Getting The Lead Out Of The Arduino Runtime

mhvlib_arduino_efficiency_runtime

Ah, the Arduino.

Love it or hate it, there’s no denying that part of its accessibility comes at the expense of speed and efficiency. We honestly like the platform as well as all of the others out there, because we believe that everything has its proper place and purpose. The crew over at Make, Hack, Void think that the Arduino dev boards are well and good, but that the core of the Arduino runtime could use some improvement.

They have taken it upon themselves to dig deep into the code and make some of the improvements that many advanced Arduino users have been clamoring for.

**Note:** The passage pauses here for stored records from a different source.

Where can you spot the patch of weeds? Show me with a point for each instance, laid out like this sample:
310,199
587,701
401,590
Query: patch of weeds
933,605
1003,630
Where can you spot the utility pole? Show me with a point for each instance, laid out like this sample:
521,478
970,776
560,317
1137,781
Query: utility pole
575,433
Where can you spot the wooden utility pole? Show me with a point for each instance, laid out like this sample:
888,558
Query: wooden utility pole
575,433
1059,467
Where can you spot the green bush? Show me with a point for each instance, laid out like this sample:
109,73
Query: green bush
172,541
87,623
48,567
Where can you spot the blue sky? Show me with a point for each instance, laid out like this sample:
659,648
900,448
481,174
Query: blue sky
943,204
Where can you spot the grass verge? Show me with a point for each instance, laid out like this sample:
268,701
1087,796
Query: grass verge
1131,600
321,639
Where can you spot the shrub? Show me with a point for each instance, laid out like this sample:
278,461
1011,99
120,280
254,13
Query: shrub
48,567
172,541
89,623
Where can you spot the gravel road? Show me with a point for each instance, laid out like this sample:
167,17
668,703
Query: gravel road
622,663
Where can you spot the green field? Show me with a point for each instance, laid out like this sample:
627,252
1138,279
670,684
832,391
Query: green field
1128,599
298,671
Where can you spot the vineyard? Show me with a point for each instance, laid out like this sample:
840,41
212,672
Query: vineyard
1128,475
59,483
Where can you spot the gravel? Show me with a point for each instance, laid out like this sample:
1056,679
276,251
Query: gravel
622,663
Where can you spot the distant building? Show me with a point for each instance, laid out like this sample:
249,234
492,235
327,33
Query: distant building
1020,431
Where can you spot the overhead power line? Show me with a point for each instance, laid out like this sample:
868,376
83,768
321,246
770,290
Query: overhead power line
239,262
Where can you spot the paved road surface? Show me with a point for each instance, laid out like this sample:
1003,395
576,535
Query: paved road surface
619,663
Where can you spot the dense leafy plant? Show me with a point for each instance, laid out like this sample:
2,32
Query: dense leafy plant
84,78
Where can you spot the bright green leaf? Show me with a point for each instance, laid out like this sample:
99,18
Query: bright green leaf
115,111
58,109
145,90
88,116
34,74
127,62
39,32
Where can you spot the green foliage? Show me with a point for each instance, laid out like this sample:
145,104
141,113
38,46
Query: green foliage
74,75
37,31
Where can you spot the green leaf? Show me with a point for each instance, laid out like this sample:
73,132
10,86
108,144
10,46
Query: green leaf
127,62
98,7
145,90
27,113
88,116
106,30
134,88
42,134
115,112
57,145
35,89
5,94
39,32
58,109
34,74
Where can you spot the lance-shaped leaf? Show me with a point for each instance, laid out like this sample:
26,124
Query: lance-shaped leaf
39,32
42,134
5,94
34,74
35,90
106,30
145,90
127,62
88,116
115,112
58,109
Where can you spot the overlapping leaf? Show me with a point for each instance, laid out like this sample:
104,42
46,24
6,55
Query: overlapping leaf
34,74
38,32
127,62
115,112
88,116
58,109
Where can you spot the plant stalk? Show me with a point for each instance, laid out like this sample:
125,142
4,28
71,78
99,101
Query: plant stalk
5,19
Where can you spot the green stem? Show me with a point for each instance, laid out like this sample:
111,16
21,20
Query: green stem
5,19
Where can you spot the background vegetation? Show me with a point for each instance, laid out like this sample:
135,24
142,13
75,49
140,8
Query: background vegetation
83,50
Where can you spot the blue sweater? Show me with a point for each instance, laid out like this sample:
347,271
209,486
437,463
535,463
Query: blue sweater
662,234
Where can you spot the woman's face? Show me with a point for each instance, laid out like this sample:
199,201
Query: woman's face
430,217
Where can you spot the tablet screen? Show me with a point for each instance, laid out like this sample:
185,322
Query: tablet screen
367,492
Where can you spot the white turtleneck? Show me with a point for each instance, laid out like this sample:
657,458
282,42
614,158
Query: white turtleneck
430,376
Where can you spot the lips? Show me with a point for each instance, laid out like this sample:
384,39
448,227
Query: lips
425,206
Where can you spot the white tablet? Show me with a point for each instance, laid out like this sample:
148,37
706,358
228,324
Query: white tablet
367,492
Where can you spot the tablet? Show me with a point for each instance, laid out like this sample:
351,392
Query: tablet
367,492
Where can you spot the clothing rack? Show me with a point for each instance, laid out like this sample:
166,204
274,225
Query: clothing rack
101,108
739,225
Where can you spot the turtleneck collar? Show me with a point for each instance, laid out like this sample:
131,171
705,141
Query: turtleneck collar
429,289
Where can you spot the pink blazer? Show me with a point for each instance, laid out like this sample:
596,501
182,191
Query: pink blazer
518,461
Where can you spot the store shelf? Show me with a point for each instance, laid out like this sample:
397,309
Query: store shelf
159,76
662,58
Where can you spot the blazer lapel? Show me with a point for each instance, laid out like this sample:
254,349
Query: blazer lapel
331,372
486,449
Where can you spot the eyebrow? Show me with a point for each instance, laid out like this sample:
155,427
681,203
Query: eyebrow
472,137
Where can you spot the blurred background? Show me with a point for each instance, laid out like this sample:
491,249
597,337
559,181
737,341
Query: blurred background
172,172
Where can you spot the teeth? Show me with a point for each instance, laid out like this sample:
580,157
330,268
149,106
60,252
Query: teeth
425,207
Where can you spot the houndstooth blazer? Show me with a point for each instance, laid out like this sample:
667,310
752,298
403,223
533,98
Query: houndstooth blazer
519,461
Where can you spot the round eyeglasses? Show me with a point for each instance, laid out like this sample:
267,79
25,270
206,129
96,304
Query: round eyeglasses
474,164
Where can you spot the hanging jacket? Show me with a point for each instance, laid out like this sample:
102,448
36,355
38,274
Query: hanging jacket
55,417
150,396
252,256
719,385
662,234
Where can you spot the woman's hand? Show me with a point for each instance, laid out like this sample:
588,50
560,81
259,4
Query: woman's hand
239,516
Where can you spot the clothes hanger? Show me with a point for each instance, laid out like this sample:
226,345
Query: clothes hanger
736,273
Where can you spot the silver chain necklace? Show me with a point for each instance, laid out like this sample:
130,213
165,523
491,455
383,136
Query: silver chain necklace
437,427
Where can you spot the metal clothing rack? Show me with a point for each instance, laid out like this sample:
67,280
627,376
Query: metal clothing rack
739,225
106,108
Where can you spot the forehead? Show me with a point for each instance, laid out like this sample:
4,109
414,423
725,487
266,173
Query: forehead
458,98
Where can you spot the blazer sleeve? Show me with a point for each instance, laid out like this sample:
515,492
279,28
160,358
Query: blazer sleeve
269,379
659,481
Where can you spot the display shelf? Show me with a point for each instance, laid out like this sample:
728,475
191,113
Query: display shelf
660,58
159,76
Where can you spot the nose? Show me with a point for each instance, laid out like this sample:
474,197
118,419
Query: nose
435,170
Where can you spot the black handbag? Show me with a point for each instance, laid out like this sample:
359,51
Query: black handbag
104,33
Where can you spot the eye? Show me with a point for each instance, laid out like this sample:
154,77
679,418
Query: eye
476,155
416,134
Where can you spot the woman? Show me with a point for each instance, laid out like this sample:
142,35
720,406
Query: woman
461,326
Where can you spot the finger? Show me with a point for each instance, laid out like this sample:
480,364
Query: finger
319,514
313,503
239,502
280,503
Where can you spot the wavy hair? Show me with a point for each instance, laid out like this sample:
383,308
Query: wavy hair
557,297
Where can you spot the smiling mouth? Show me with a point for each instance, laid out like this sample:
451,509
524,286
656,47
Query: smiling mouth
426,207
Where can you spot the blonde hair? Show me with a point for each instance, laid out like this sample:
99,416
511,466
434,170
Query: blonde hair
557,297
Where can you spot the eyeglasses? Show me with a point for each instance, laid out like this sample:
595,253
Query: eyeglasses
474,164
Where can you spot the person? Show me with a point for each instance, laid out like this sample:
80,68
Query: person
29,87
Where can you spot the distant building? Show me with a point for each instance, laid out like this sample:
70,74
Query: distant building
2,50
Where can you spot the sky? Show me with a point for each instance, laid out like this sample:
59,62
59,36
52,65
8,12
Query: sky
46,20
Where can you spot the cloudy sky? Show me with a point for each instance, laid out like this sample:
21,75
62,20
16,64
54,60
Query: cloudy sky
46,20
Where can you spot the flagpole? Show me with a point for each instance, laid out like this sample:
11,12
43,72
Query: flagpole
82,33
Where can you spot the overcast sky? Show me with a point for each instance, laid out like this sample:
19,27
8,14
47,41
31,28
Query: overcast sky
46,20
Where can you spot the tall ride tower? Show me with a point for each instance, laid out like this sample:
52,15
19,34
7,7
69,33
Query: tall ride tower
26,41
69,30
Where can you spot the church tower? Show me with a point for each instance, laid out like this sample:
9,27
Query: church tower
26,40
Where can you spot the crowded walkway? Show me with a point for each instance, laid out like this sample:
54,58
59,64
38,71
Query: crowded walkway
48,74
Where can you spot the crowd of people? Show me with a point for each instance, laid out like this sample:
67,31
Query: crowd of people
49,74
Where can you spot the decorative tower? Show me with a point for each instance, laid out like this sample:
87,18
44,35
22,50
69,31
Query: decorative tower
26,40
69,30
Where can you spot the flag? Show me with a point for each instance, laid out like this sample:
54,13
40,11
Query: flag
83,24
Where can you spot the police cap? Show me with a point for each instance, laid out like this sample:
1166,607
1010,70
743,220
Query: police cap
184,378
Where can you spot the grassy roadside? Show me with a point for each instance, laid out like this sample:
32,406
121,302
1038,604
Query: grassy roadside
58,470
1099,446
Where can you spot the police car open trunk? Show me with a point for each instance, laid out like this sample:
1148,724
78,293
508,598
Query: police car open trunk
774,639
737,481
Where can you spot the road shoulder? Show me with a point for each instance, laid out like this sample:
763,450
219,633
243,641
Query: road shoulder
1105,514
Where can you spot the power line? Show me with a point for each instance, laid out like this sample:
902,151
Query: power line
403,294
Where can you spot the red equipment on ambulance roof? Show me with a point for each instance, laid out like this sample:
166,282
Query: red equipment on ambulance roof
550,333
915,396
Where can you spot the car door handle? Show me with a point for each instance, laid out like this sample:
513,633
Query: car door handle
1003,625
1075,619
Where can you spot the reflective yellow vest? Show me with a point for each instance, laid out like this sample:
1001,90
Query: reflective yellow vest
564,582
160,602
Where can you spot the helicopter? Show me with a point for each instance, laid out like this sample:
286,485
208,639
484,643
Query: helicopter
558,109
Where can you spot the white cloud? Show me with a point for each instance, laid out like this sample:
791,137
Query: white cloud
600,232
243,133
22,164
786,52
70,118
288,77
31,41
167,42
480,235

Their MHVLib is an efficiency oriented runtime library which works on all AVR microcontrollers, whether they be standalone uCs or Arduino-branded hardware.

They have changed the way that the Arduino handles pin and port information, as well as how object and buffers are allocated in memory. Their code still relies on an Arduino-style bootloader, though they recommend Optiboot since it’s about a quarter of the size of the Arduino version.

There’s a complete list of what has been implemented available on their site, and you can grab the code via their GIT repository if you want to give it a try yourself.

25 thoughts on “Getting The Lead Out Of The Arduino Runtime

  1. Teensyduino has provided highly optimized functions on Arduino for well over a year.

    I’ll take a look and see how this compares. I’m try to git clone it right now, but their server isn’t responding.

    Maybe I really ought to create a benchmarking library (eg, use Timer1 to measure actual elapsed cycles) and publish some hard numbers.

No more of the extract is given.